It is pivotably supported about a pivot by a spherical portion of. The pivot members 4b, 4c are inserted into screw holes provided in the housing 5, and are fixed in predetermined positions by lock nuts 6. On the other hand, the pivot support member 4a that pivotally supports the bearing pad 3a located above the rotating shaft 1 is provided with a screw of the elastic member 7 so that the clearance a between the rotating shaft 1 and the bearing pad 3a can be adjusted to a preferable value during rotation. It is inserted through the resistor 7a and fixed by a lock nut 6. The elastic member 7 is attached to the housing 5 by a pressing plate 8 and bolts 9.
It is fastened and fixed.

Electromagnets 12, 12' formed by winding conductive wires around iron cores 10, 11 integrally fixed to the bearing pads 3b, 3c located substantially below the rotating shaft 1, respectively. and 1
3, 13' are provided. In this case, the respective polarities of the electromagnets 12, 12' and 13, 13' are the same as those of the permanent magnets 2, 2' fixed to the rotating shaft 1.
It is designed to generate a magnetic repulsion force against the magnetic field. That is, for example, if the polarity along the outer periphery of the permanent magnets 2, 2' is S pole and the polarity along the inner periphery is N pole, the radially inner magnetic pole of each electromagnet is S pole.
It is determined to be the ultimate.
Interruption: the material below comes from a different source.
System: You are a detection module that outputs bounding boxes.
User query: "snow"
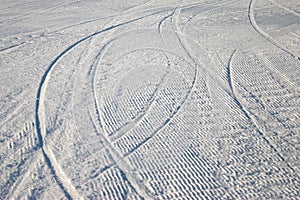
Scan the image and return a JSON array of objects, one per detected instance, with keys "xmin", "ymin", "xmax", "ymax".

Furthermore, as is clear from FIG. 1, the electromagnets 12, 12' and 13,
13' has its magnetic action axis in the rotational direction A of the rotating shaft 1 with respect to the pivot axis of the bearing pads 3b and 3c, respectively.
It is arranged so as to pass through the position on the lagging side, that is, on the leading edge 3L side of the bearing pad.
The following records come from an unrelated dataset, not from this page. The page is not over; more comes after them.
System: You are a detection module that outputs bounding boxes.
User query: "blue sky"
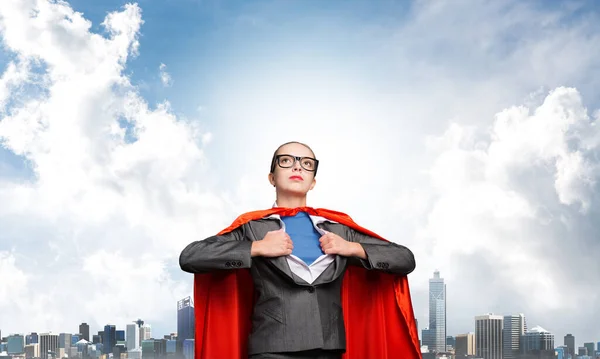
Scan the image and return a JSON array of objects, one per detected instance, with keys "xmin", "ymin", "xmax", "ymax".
[{"xmin": 0, "ymin": 0, "xmax": 600, "ymax": 350}]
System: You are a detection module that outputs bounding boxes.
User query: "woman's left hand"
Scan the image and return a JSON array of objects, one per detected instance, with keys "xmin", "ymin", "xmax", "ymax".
[{"xmin": 319, "ymin": 232, "xmax": 367, "ymax": 259}]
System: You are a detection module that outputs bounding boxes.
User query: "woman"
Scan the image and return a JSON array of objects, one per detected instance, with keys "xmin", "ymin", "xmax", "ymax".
[{"xmin": 180, "ymin": 142, "xmax": 419, "ymax": 359}]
3 and 4 are schematic cross-sectional views of a second embodiment of the tailing pad type gas bearing structure according to the present invention, and are cross-sectional views and cross-sectional views corresponding to FIGS. 1 and 2, respectively. FIG. In these figures, the same parts as those shown in FIGS. 1 and 2 are designated by the same reference numerals as those shown in FIGS. 1 and 2. In this second embodiment, in addition to the configuration of the first embodiment described above, the bearing pad 3a located above the rotating shaft 1 also has the same structure as the electromagnets 12, 12' and 13, 13'. Electromagnets 15, 15' are provided. These electromagnets 15, 15', like the electromagnets described above, have their magnetic poles determined so as to generate a magnetic repulsive force against the permanent magnet fixed to the rotating shaft 1, and their magnetic action axes coincide with the axis of the bearing pad 3a. On the other hand, it is configured to pass through a position on the lagging side as viewed in the rotational direction A of the rotating shaft 1, that is, a position on the leading edge 3L side of the bearing pad.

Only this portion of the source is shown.